Introduction
The evaluation of DNA diversity in environmental samples has become a
pivotal approach in microbial ecology and is increasingly also used to
assess the distribution of larger organisms . If a core gene can be
amplified from environmental DNA with universal primers, the relative
abundance of species in the community can be estimated from the
proportions of species-specific variants among the amplicons. High
throughput amplicon sequencing (HTAS), often termed metabarcoding, is a
cost-effective way to detect multiple species simultaneously within a
range of environmental samples . While shotgun sequencing of the whole
community (metagenomics) can provide a richer description of the
functions in a community, HTAS remains a more efficient tool for
comparing the species diversity of a large number of community samples.
Despite the extensive use of HTAS for interspecies ecological diversity
studies, few investigations have utilised HTAS for intraspecies analysis
. As 16S rRNA amplicons are too highly conserved to estimate microbial
within-species diversity, other target gene candidates need to be
considered in order to sufficiently discern intraspecies sequence
variation.
Many studies have evaluated the extent of PCR-based amplification errors
and bias for HTAS diversity studies . Numerous known PCR biases reduce
the accuracy of diversity and abundance estimations, with the major
concern being the inability to confidently distinguish PCR error from
natural sequence variation in environmental samples, which is an
especially limiting factor for intraspecific studies.
Polymerase errors, production of chimeric sequences by template
switching, and the stochasticity of PCR amplification can be major
causes of PCR errors . Polymerase errors introduce new sequences into
the template population during amplification. These sequence errors
include not only substitutions but also insertions and deletions. The
use of proofreading polymerases, optimised DNA template concentration,
and reduced PCR cycle number have been suggested to reduce these errors
.
In order to account for the introduction of sequence variants in PCR
amplification, several sequence-classification approaches have been
established to manage diversity estimates. The most common method is the
use of operational taxonomic units (OTUs) in microbial diversity studies
which analyse target gene sequences and cluster based on an arbitrary
fixed similarity threshold (QIIME ; UPARSE . Within species boundaries
this technique could dramatically reduce the resolution of naturally
occurring sequence variation.
Most recent methods rely on the formation of sequence groups called
amplicon sequence variants (ASVs) (DADA2, ; UNOISE3, . This approach
allows sequence resolution down to one nucleotide, which is advantageous
for determining intraspecies allelic variation, but noise from PCR
errors is also more evident. Variation induced by PCR errors often
cannot be differentiated from rare natural allelic variation without the
use of sequence denoising methods . DADA2 relies on a quality-aware
parametric error model, which is developed on a per sequencing run
basis. This increases the run time compared to UNOISE3, which uses a
one-pass technique .
An approach that can reduce sequencing noise is to assign a unique
molecular identifier (UMI) to every initial DNA template within an HTAS
sample, which also enables evaluation of PCR amplification bias .

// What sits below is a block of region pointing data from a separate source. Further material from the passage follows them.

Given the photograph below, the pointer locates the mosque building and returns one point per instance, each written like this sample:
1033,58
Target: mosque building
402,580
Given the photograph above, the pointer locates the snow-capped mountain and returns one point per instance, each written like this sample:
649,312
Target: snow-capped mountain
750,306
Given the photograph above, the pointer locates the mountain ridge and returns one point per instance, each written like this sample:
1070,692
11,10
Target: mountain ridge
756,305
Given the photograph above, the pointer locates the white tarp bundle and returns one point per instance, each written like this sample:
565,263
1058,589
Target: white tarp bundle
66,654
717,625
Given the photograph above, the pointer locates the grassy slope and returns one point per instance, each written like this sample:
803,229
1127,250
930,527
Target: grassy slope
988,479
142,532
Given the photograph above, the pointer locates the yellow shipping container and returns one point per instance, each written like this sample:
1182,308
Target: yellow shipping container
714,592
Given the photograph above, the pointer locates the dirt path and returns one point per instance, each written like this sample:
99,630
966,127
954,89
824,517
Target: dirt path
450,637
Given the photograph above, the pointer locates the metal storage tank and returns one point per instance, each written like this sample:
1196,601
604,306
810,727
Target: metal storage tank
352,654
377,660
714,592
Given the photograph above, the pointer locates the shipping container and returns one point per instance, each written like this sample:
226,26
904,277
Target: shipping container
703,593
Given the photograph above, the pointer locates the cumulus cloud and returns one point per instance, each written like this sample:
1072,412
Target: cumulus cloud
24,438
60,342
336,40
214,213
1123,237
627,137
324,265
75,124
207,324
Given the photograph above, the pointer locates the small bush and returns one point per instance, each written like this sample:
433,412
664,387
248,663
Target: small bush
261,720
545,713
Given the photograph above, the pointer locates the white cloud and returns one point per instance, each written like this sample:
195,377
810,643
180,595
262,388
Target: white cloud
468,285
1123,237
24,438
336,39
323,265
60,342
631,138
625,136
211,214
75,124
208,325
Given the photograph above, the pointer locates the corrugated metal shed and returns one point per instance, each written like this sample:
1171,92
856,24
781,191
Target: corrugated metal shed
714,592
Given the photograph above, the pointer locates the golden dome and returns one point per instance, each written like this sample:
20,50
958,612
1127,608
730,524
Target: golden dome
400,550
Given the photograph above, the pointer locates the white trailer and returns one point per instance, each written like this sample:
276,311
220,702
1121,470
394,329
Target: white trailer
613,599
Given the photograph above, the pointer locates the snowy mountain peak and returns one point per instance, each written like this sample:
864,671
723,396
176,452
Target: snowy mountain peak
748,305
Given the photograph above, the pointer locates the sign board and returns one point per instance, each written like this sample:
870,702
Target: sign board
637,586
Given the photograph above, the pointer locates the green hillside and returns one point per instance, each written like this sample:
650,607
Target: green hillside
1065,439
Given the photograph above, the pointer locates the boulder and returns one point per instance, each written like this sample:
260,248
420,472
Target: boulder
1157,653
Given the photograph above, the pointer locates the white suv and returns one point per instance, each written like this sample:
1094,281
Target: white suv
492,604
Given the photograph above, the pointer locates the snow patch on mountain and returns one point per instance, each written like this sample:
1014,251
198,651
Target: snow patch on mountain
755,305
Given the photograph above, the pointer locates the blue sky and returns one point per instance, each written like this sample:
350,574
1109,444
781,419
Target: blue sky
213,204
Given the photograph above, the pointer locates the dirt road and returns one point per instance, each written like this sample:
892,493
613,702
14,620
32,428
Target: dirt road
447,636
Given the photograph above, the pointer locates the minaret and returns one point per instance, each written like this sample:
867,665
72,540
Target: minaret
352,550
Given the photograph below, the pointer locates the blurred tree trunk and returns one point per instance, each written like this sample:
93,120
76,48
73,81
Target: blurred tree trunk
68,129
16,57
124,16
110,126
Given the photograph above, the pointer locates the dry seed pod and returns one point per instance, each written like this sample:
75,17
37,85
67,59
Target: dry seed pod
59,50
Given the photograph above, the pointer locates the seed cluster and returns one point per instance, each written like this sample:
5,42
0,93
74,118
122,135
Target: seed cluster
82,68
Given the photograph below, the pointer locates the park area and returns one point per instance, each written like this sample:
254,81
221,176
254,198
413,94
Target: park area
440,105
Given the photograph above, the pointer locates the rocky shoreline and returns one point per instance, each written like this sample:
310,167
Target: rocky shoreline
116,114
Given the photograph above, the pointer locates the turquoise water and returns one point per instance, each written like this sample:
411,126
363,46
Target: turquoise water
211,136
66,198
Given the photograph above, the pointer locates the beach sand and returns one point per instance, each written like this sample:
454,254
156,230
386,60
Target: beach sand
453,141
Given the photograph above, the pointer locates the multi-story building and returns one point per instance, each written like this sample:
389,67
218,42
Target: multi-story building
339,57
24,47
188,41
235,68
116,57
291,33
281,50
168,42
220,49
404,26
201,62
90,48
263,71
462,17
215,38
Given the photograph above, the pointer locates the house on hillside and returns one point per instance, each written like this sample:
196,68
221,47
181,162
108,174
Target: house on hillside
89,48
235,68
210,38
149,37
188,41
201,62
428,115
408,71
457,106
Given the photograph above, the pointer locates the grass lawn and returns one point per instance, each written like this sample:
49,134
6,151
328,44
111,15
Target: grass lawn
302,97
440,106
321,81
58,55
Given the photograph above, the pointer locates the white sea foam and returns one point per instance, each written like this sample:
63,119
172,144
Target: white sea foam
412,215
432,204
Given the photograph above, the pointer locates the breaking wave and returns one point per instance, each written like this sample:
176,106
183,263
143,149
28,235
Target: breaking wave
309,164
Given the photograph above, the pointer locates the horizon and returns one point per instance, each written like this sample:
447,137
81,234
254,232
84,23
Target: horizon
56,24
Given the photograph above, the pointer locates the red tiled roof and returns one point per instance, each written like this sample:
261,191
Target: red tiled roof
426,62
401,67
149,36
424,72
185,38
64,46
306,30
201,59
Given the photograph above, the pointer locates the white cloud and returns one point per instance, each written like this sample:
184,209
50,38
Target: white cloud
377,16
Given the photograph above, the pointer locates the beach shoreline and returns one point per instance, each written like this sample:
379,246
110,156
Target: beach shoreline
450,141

Additionally, the UMI provides a potential route to address polymerase
errors in metabarcoding studies. The UMI is provided by a set of random
bases in the gene-specific forward inner primer, which introduces a
unique DNA sequence into every initial DNA template upstream of the
amplicon region during the first round of amplification. Once all
original DNA template strands are assigned a unique UMI, an outer
forward primer and the gene-specific reverse primer can be used for
further amplification. Consequently, all subsequent DNA amplified from
the original template will have the same UMI, so the number of reads
amplified from the initial template can be calculated. Grouping
sequences by shared UMI allows identification of a consensus, which is
assumed to be the correct sequence . To our knowledge, UMIs have
previously only been used for single-amplicon interspecies
investigations .
Here, we present a method for metabarcoding using amplicons with unique
molecular identifiers to improve error correction – MAUI-seq. The
innovative approach is that we use variation among sequences associated
with a single UMI to identify erroneous sequences, and we show that this
improves error correction compared to non-UMI based analysis using the
state-of-the-art software packages DADA2 and UNOISE3.